Great Britain's western coast tends to be warmer than the eastern coast, and the southern regions tend to be warmer than the northern regions. The annual temperature in the far north of Scotland is 6 C (43 F), and warmer in the southwestern England about 11 C(52 F).

In general, temperatures are ordinarily around 15 C (60 F) in the summer and around 5 C (40 F) in the winter. Temperatures rarely ever exceed 32 C (90 F) or drop below -10 C (14 F) anywhere in the British Isles. In general,when the temperature dips below 0 C (32 F),frost are rare.

Winds blowing off the Atlantic Ocean bring clouds and large amounts of moisture to the British Isles. Average annual precipitation is more than 1000 mm (40 in), varying from the extremes of 5000 mm (196 in) in the western Highlands of Scotland to less than 500 mm (20 in) in the driest parts of East Anglia in England.

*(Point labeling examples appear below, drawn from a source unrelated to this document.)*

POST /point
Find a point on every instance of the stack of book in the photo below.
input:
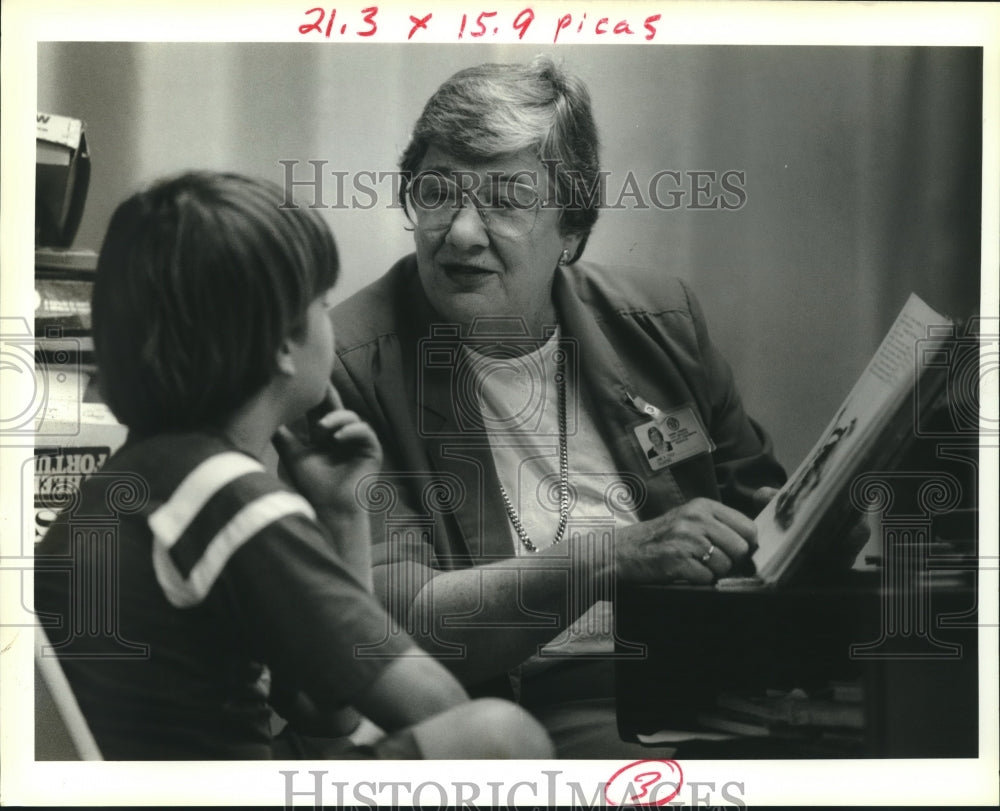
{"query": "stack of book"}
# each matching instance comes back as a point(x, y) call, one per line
point(833, 715)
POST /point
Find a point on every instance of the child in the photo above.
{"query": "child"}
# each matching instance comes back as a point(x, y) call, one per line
point(233, 591)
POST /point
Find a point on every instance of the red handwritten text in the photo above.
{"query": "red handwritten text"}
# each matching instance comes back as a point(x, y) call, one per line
point(645, 783)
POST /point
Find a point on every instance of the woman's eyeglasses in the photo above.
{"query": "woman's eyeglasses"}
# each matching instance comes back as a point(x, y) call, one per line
point(507, 208)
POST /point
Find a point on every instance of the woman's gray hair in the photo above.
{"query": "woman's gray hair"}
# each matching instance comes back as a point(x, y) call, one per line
point(494, 110)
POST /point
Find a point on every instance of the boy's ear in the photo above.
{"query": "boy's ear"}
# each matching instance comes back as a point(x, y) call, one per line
point(284, 360)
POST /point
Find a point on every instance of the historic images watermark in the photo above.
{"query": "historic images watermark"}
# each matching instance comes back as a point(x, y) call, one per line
point(648, 783)
point(667, 189)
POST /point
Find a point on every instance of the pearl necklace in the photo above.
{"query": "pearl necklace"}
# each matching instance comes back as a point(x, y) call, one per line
point(563, 467)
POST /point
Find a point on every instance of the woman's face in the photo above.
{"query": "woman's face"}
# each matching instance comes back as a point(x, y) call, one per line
point(469, 271)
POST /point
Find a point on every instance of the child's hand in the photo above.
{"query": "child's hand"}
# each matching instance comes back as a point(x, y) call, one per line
point(342, 450)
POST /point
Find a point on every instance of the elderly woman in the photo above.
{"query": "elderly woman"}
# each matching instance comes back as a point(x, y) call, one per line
point(514, 387)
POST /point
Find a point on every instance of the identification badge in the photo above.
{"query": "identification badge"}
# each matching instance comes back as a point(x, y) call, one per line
point(671, 436)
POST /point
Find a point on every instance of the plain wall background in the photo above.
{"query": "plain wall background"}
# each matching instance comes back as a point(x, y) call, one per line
point(862, 172)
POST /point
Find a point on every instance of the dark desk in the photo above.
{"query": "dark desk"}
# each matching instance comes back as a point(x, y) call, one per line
point(914, 649)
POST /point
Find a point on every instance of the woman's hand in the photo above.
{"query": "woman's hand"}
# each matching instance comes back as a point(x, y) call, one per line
point(696, 542)
point(342, 451)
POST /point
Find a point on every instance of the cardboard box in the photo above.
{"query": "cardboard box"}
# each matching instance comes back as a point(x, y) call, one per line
point(62, 175)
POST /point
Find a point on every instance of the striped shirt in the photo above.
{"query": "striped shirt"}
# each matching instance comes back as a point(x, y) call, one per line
point(185, 579)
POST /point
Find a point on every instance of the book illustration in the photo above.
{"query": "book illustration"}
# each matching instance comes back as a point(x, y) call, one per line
point(872, 427)
point(811, 474)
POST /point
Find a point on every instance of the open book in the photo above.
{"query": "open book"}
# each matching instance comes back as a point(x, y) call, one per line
point(907, 375)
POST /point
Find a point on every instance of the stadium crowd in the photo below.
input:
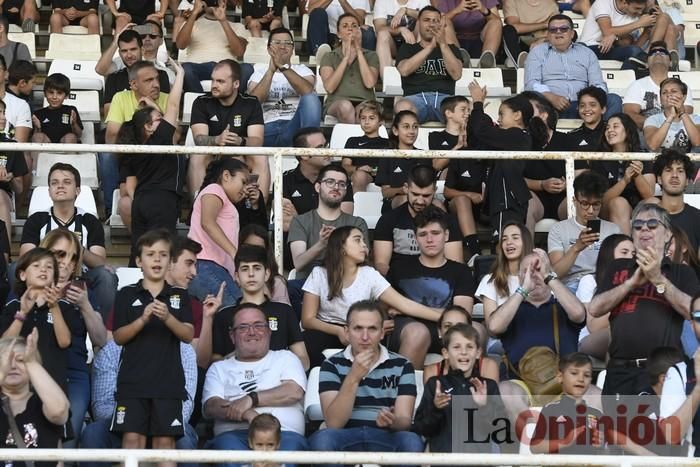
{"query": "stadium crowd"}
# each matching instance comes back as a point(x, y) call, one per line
point(386, 329)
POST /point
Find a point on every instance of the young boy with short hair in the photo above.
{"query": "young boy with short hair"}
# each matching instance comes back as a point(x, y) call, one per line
point(363, 169)
point(57, 123)
point(151, 318)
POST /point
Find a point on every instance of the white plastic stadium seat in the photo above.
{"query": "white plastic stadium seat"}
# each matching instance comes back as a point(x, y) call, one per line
point(86, 163)
point(41, 201)
point(343, 131)
point(81, 73)
point(74, 46)
point(87, 103)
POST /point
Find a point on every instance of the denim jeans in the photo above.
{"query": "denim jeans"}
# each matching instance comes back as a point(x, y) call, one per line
point(96, 435)
point(319, 33)
point(365, 439)
point(208, 279)
point(197, 72)
point(281, 132)
point(237, 440)
point(428, 106)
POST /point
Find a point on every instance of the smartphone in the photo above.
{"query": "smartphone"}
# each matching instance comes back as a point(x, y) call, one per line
point(594, 225)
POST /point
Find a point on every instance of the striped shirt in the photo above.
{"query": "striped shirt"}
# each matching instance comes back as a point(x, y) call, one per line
point(390, 377)
point(563, 73)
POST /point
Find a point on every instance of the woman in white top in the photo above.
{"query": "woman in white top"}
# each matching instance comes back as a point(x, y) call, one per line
point(343, 280)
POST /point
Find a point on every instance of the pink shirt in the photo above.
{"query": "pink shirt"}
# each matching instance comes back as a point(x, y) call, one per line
point(228, 221)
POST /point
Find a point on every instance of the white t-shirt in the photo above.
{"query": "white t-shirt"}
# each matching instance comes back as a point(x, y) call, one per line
point(591, 34)
point(645, 92)
point(231, 379)
point(385, 8)
point(17, 112)
point(282, 99)
point(488, 289)
point(368, 285)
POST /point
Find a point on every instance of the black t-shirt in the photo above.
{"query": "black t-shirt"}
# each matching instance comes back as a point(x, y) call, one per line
point(280, 316)
point(87, 227)
point(645, 320)
point(119, 81)
point(157, 172)
point(301, 192)
point(431, 76)
point(244, 111)
point(38, 432)
point(150, 365)
point(54, 358)
point(56, 122)
point(397, 226)
point(432, 287)
point(363, 142)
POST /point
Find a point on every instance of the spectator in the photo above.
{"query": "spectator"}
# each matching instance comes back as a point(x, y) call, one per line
point(136, 11)
point(324, 22)
point(252, 381)
point(11, 50)
point(64, 187)
point(546, 73)
point(155, 183)
point(475, 26)
point(285, 91)
point(648, 289)
point(326, 299)
point(349, 72)
point(629, 182)
point(574, 243)
point(673, 171)
point(395, 24)
point(642, 97)
point(57, 122)
point(526, 27)
point(674, 127)
point(152, 318)
point(362, 170)
point(208, 38)
point(227, 117)
point(74, 13)
point(215, 226)
point(430, 68)
point(617, 29)
point(67, 250)
point(541, 312)
point(431, 280)
point(105, 368)
point(394, 235)
point(38, 407)
point(362, 413)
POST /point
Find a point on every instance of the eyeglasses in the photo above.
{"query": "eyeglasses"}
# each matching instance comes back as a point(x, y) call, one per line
point(256, 327)
point(652, 224)
point(559, 29)
point(332, 183)
point(282, 43)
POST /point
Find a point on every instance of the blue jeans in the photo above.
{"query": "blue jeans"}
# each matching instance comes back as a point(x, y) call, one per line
point(365, 439)
point(319, 33)
point(280, 133)
point(79, 397)
point(196, 72)
point(428, 105)
point(96, 435)
point(208, 279)
point(237, 440)
point(108, 168)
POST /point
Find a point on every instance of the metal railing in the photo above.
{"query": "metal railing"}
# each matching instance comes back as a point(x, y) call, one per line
point(278, 153)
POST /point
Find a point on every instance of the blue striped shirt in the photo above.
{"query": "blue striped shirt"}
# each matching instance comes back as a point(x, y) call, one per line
point(563, 73)
point(391, 377)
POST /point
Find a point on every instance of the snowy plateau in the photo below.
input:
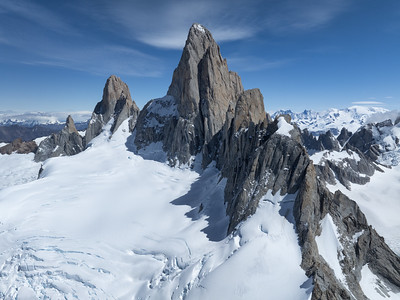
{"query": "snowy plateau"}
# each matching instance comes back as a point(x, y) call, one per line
point(108, 224)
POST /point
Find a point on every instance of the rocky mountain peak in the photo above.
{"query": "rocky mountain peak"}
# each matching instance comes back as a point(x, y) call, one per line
point(249, 109)
point(201, 93)
point(202, 76)
point(117, 104)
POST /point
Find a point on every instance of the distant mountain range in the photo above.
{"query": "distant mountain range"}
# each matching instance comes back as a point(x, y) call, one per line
point(30, 119)
point(31, 125)
point(335, 119)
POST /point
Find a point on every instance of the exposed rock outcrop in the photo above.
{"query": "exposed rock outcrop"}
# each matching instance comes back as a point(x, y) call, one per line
point(65, 143)
point(19, 146)
point(116, 105)
point(360, 244)
point(206, 111)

The western part of Britain receives much more moisture than the eastern areas. It rains year-round, and in the winter the rain may change to snow, particularly in the north. It snows infrequently in the south, and when it does it is likely to be wet, slushy, and short-lived. Southern Britain has experienced episodes of drought in recent years, although historically these are rare occurrences. Some regard these episodes as indicators of global climatic changes.


Background:

Britain, the dominant industrial and maritime power of the nineteenth century, played a leading role in developing parliamentary democracy and in advancing literature and science. The British Empire covered approximately one-fourth of the earth's surface at its zenith. In the first half of the twentieth century its strength was seriously depleted by two world wars.

Since the end of World War II, the British Empire has been dismantled, and Britain has rebuilt itself into a prosperous, modern European nation with significant international political, cultural, and economic influence. As the twentieth century draws to a close, Britain is debating the degree of its integration with continental Europe.

While a member of the EU, for the time being it is staying out of the euro system introduced in January 1999. Constitutional reform, including the House of Lords and the devolution of power to Scotland, Wales, and Northern Ireland, is an ongoing issue in Great Britain.


United Kingdom is an island country in northwestern Europe. More than 70 countries are larger in size, and the United Kingdom has only about 1 per cent of the world's people. It has few natural resources.

Yet for hundreds of years, the United Kingdom has been one of the world's most important countries. The British started the Industrial Revolution. They founded the largest empire in history. They have produced some of the world's greatest scientists, explorers, artists, and political leaders.

The United Kingdom is really four countries united under one government. These countries are England, Northern Ireland, Scotland, and Wales.

The nation's official name is the United Kingdom of Great Britain and Northern Ireland. Most people call the country the United Kingdom, the UK, Great Britain, or simply Britain. London is the capital and largest city.